Alto’s.Lipsynced.Serenade

Cross, by Honor Marks (used by permission, http://www.honormarks.com)
In the late 1980s my mom’s choir was invited to sing at Carnegie Hall. We made a weekend of it—shopping at Saks, trying on couture hats at Henri Bendel, eating at Sardis. Choir crescendos make me teary — I can’t explain it — but those choreographed voices, layered, swirling, interwoven, resonate someplace deep. Suffice it to say I was teary, and proud.
I was proud several summers ago when mom and her choir came here to Spoleto, and filled St. Michael’s Church with the familiar voices I’d grown up hearing—neighbors and a cousin or two who were far from American Idol contenders, just aging Methodists capitalizing on the power of numbers.
But I’m most proud now when I imagine Mom each Wednesday at choir practice, and each Sunday, as she still puts on the red and white satiny robe and processes down the aisle, hymnal held like a guiding light in front of her.
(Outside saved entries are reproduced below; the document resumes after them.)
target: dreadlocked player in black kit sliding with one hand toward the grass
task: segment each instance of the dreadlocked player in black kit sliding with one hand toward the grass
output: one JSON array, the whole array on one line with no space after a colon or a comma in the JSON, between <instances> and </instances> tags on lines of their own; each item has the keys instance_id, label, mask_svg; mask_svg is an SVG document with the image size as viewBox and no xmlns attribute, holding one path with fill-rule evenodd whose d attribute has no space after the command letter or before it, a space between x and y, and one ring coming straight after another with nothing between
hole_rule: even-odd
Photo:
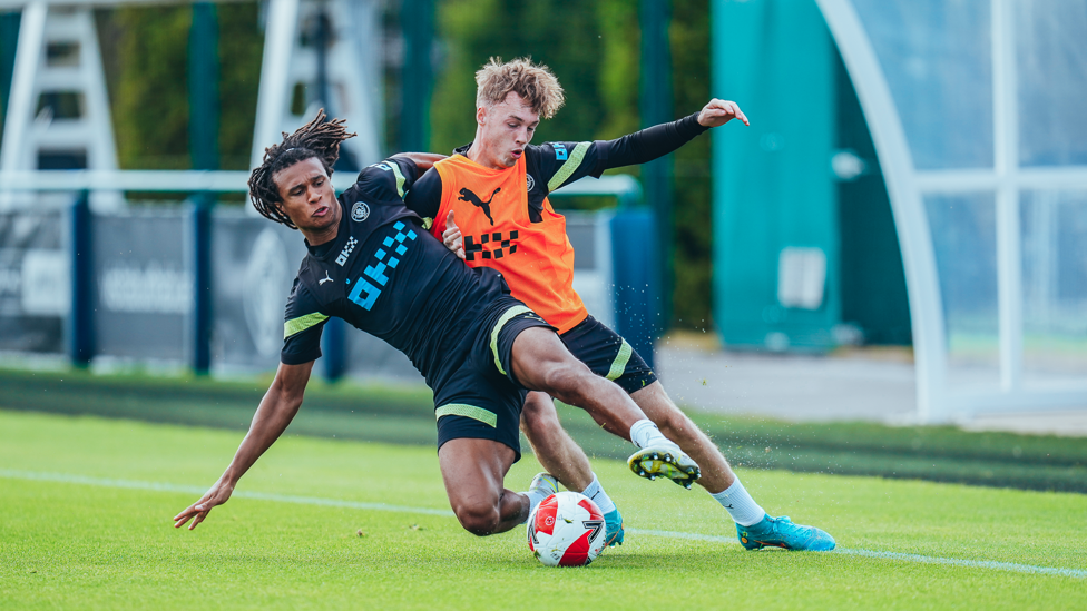
<instances>
[{"instance_id":1,"label":"dreadlocked player in black kit sliding with one hand toward the grass","mask_svg":"<svg viewBox=\"0 0 1087 611\"><path fill-rule=\"evenodd\" d=\"M286 430L302 404L321 331L339 316L411 358L434 391L438 459L461 525L477 534L526 521L549 492L503 487L520 459L518 423L527 390L586 408L606 430L630 438L638 455L667 455L684 467L660 475L691 480L698 467L621 388L574 358L539 315L509 295L501 274L471 269L428 235L404 207L404 190L434 156L394 157L362 170L339 198L330 175L347 134L324 111L265 150L249 196L265 217L306 239L286 306L281 364L249 431L219 480L178 513L192 530L225 503L239 477ZM414 159L414 161L412 160ZM655 472L654 475L657 473Z\"/></svg>"}]
</instances>

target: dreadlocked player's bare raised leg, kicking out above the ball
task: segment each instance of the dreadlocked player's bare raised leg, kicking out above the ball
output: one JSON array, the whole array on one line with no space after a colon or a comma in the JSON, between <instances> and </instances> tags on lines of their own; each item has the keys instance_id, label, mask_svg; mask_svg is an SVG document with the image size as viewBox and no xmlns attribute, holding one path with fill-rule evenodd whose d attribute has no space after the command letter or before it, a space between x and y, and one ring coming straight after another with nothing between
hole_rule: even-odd
<instances>
[{"instance_id":1,"label":"dreadlocked player's bare raised leg, kicking out above the ball","mask_svg":"<svg viewBox=\"0 0 1087 611\"><path fill-rule=\"evenodd\" d=\"M577 358L555 332L544 327L522 331L513 341L513 375L531 391L545 391L576 405L607 432L630 440L630 427L646 417L626 392L599 377Z\"/></svg>"}]
</instances>

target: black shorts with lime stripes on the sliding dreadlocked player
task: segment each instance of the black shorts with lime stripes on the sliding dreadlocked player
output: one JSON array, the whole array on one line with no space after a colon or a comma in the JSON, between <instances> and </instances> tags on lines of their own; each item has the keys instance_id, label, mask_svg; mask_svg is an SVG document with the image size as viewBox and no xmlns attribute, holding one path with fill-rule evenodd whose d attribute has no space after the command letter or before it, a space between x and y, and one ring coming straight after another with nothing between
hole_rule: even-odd
<instances>
[{"instance_id":1,"label":"black shorts with lime stripes on the sliding dreadlocked player","mask_svg":"<svg viewBox=\"0 0 1087 611\"><path fill-rule=\"evenodd\" d=\"M530 327L555 329L508 295L479 317L463 362L434 388L439 449L450 440L493 440L513 449L515 462L520 460L519 425L528 391L513 378L510 362L513 339Z\"/></svg>"}]
</instances>

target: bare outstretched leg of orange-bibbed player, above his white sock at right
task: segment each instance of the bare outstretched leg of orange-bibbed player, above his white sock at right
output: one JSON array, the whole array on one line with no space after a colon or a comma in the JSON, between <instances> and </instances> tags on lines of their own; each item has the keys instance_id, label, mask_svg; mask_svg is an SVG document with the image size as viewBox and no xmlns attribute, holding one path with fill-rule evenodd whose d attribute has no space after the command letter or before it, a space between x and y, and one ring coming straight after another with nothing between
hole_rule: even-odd
<instances>
[{"instance_id":1,"label":"bare outstretched leg of orange-bibbed player, above his white sock at right","mask_svg":"<svg viewBox=\"0 0 1087 611\"><path fill-rule=\"evenodd\" d=\"M698 484L707 492L716 494L736 481L736 474L733 473L721 450L695 423L691 422L686 414L679 411L659 382L636 391L630 397L666 437L679 444L679 447L698 463L702 467L702 479L698 480Z\"/></svg>"}]
</instances>

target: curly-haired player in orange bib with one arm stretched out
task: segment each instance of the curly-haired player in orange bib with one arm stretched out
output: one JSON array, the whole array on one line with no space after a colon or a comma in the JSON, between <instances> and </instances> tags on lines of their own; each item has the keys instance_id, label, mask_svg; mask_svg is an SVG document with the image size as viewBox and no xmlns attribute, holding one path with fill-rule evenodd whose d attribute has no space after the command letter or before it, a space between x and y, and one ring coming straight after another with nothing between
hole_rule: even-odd
<instances>
[{"instance_id":1,"label":"curly-haired player in orange bib with one arm stretched out","mask_svg":"<svg viewBox=\"0 0 1087 611\"><path fill-rule=\"evenodd\" d=\"M430 231L470 266L501 272L513 296L557 327L575 356L630 393L646 415L702 466L698 483L728 511L745 548L833 549L834 540L824 531L763 511L717 446L672 402L645 361L589 316L574 290L574 248L566 220L547 197L581 177L599 177L609 168L667 155L732 119L747 125L740 107L713 99L699 112L615 140L532 146L540 119L550 118L564 104L562 88L550 70L527 59L501 63L492 58L476 73L476 82L474 141L420 178L408 207L433 219ZM550 398L531 393L522 412L526 436L533 446L548 445L552 454L566 456L548 463L548 454L538 454L558 481L580 490L585 482L577 481L569 465L588 471L587 460L555 426L557 421ZM629 464L636 473L657 466L637 457Z\"/></svg>"}]
</instances>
She can barely speak, her tongue weak and obstinate, her words a cottony jumble of flat intonations that refuse to carry their weight. But still she “sings,” lipsyncing like a god-fearing Ashley Simpson. And it’s the most beautiful music in the world, this hymn to the unspoken, this silenced anthem of praise to all that is holy, and all that heals. She may not carry a tune, but the choir is carrying her, and vice versa. And isn’t that all we can do, carry each other?
I’ve never been prouder of her—a lone alto, preaching to the choir.